Replay Configuration and Error Handling min read

Replication and Durability use logs and snapshots that are replayed to restore a database’s state.

How Snapshots and Logs are Used

How Snapshots and Logs are Used with Durability

In-memory database updates you make using DDL and DML commands are written to logs on disk. When the size of the updates reaches snapshot_trigger_size, a snapshot is taken and written to disk. A snapshot is a full backup of the database. Following the creation of a snapshot, subsequent DDL and DML in-memory updates are again written to the logs, until snapshot_trigger_size is again reached.

Following a server restart, the latest snapshot and the logs containing the updates made after the snapshot are loaded from disk and replayed in memory.

How Snapshots and Logs are Used with Replication

With replication, database partitions are copied from a primary host to a secondary host.

When a replica is provisioned, it receives an initial snapshot from the master. The replica replays this snapshot.

Going forward, the replica receives and replays logs from the master. These logs contain the in-memory database updates (from DDL and DML commands) made on the master. When the size of the logs reaches snapshot_trigger_size as set on the master, the replica takes a snapshot. A snapshot is a full backup of the database. Following the creation of a snapshot, subsequent DDL and DML in-memory updates on the master are again written to the logs that are sent to the replica, until snapshot_trigger_size (as set on the master) is again reached.

Replay Configuration

You can tune the snapshot-trigger-size and snapshots-to-keep engine variables to make efficient use of the logs and snapshots.

A large snapshot-trigger-size decreases the frequency that snapshots are taken. But a large snapshot-trigger-size increases the time needed to replay the snapshot.

A large snapshots-to-keep increases the number of snapshots available, and it increases the amount of space needed to store the snapshots and logs.

snapshots-to-keep defaults to 2.

The datadir engine variable stores the location of the snapshots and logs.

Replay Error Handling

This section lists errors that can occur when MemSQL processes the logs and the snapshots. It also discusses how MemSQL addresses the errors.

CRC32 Instruction not Supported

If your system hardware does not support the CRC32 instruction, you will receive the following error.

Warning: SSE4.2 is not supported. Resorting to software CRC32C. MemSQL recovery and log writing performance will be negatively impacted.

This error will be commonly seen on older processors and some virtualized environments. In this instance, MemSQL will use a software implementation of CRC32; however, this will slow down reading and writing log files. We recommend that production deployments of MemSQL run on environments that support this instruction.

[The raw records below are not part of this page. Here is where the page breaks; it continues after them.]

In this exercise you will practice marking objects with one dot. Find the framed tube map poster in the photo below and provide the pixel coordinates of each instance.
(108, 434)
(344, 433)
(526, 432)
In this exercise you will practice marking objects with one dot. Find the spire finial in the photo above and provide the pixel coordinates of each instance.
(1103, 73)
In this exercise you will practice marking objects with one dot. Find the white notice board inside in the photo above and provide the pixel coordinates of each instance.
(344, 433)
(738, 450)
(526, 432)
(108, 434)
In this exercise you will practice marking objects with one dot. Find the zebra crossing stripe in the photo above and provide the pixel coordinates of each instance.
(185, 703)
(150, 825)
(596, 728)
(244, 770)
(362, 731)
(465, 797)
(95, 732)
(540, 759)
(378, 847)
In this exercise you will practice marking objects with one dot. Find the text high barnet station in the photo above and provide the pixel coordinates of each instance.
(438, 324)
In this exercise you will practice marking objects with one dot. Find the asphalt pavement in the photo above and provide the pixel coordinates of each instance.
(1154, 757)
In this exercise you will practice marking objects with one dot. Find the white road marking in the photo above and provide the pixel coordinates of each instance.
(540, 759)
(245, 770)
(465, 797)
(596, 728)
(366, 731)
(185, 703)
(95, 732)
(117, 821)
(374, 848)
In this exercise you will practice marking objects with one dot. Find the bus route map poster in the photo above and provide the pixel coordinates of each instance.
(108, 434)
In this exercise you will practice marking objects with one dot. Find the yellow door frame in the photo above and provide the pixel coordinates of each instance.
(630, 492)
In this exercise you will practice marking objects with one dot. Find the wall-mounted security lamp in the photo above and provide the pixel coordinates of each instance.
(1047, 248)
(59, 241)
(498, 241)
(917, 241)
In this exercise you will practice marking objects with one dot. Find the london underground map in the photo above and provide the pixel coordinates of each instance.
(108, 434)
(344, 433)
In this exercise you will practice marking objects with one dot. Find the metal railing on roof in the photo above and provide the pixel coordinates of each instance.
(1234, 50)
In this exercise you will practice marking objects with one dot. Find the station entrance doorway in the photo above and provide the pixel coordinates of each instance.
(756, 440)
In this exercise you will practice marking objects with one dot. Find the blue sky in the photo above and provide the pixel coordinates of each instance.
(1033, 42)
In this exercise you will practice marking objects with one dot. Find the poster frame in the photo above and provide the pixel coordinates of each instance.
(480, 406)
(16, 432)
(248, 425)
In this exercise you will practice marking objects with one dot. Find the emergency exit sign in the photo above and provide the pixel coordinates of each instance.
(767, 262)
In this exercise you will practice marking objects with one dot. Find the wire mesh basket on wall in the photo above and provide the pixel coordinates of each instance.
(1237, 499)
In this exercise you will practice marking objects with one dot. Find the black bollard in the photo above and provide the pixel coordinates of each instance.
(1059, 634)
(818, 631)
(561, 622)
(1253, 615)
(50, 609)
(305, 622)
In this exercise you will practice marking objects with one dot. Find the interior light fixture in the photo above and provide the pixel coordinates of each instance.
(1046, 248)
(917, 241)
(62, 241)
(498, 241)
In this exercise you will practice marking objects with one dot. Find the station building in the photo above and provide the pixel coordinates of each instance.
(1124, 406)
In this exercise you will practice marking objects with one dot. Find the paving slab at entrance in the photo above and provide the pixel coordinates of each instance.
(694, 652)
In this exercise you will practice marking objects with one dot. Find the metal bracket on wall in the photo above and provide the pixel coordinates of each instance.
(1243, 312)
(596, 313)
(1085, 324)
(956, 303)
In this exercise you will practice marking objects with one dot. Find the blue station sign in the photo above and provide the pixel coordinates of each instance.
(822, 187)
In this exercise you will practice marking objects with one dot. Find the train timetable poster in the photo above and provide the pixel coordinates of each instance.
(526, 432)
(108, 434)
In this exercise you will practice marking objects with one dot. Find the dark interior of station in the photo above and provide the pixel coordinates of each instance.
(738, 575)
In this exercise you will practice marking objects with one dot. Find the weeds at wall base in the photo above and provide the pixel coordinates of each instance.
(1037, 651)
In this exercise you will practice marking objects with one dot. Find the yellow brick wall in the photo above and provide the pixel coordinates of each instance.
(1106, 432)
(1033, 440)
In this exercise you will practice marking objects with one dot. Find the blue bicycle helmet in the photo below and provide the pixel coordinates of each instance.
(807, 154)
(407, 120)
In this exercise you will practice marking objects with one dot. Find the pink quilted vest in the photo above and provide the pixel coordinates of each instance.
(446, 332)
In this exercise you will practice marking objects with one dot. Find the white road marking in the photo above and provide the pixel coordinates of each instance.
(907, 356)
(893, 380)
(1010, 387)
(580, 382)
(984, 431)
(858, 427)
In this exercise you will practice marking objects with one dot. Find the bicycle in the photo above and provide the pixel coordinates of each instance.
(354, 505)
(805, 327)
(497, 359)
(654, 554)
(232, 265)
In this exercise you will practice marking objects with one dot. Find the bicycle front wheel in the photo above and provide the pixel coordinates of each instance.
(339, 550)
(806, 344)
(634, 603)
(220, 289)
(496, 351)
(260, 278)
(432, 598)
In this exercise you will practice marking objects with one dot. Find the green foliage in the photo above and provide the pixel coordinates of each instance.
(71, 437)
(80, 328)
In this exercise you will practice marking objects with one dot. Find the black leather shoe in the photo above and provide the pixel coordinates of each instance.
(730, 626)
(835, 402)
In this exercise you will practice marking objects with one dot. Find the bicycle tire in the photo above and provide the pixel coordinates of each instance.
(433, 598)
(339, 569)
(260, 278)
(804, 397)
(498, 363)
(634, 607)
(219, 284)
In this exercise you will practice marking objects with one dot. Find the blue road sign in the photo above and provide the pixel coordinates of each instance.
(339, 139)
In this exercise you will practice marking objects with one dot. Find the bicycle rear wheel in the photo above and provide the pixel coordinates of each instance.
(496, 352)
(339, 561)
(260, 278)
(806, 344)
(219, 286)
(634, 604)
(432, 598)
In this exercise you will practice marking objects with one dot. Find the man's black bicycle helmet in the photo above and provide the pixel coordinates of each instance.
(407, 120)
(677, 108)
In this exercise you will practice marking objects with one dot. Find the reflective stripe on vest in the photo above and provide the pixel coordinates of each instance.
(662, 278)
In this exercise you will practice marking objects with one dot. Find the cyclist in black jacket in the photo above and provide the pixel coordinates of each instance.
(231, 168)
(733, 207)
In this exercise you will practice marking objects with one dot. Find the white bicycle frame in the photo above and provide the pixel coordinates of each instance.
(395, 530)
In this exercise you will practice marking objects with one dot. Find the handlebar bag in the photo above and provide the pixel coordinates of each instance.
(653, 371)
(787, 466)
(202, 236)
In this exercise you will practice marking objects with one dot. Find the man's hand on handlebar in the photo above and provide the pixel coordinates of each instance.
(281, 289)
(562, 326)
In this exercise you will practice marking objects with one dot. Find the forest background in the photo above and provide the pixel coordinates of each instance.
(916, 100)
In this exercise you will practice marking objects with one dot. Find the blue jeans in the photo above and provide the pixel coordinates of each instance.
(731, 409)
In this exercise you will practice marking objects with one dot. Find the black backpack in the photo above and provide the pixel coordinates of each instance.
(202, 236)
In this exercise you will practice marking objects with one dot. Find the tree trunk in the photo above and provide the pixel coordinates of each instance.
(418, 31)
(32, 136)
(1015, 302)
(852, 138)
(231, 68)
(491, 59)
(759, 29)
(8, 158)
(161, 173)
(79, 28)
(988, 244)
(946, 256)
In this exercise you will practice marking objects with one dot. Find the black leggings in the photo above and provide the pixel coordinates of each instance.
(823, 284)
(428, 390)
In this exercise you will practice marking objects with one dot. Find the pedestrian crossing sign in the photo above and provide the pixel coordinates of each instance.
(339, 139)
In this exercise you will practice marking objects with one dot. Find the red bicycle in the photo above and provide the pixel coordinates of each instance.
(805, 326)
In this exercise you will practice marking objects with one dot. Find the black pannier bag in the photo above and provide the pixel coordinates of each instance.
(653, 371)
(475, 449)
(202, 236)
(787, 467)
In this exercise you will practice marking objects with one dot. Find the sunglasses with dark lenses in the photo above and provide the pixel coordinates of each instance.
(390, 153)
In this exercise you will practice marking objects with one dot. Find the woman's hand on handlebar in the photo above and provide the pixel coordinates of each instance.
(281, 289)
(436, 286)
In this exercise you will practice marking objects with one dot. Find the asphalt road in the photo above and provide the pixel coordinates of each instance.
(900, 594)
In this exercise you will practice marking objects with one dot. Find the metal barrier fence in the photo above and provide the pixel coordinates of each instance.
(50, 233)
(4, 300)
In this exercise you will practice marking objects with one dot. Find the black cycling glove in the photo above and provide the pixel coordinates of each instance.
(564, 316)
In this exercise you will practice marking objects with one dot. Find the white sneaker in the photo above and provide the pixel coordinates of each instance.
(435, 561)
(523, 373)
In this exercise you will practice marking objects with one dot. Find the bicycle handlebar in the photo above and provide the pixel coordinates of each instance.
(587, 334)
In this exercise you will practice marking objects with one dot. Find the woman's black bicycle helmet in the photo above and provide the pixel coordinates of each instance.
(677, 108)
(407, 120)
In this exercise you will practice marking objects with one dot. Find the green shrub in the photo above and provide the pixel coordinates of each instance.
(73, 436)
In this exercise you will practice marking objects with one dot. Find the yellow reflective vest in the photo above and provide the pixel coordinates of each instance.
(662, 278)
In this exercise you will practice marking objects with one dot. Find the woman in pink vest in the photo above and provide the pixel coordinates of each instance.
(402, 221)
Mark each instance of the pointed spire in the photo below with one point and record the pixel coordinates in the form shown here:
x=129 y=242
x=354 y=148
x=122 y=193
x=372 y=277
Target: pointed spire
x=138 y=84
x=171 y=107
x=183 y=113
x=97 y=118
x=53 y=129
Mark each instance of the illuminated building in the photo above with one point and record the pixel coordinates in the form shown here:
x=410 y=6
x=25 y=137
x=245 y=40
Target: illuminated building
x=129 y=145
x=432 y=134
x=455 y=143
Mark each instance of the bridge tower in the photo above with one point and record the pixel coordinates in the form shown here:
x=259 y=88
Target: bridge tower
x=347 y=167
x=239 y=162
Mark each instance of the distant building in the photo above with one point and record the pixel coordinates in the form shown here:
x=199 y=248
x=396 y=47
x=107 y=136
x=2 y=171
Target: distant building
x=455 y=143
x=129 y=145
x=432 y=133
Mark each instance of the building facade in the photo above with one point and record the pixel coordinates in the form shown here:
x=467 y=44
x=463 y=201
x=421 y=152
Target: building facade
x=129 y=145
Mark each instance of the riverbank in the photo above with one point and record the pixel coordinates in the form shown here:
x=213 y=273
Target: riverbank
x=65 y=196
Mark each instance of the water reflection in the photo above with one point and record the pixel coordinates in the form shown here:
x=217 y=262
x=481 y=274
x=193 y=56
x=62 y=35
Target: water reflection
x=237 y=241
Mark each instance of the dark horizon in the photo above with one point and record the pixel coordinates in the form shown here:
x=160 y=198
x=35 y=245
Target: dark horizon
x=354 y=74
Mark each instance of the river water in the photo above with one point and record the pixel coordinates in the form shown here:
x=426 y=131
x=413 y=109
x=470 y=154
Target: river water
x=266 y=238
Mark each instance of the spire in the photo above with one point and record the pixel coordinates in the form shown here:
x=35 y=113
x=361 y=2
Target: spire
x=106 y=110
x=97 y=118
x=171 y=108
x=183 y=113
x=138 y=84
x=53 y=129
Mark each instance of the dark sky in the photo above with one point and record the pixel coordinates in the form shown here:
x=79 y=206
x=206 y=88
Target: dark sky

Data Corruption Found During Replay

During replay, if MemSQL encounters corrupted logs or snapshots, it puts the database in the unrecoverable state. Such a database will usually auto-heal if in high availability, redundancy-2 mode and the corrupted logs or snapshots are on the replica partitions. During auto-healing, the primary host takes a snapshot and sends it to the replica. When auto-healing is complete, the secondary database will resume its operation in the replicating state.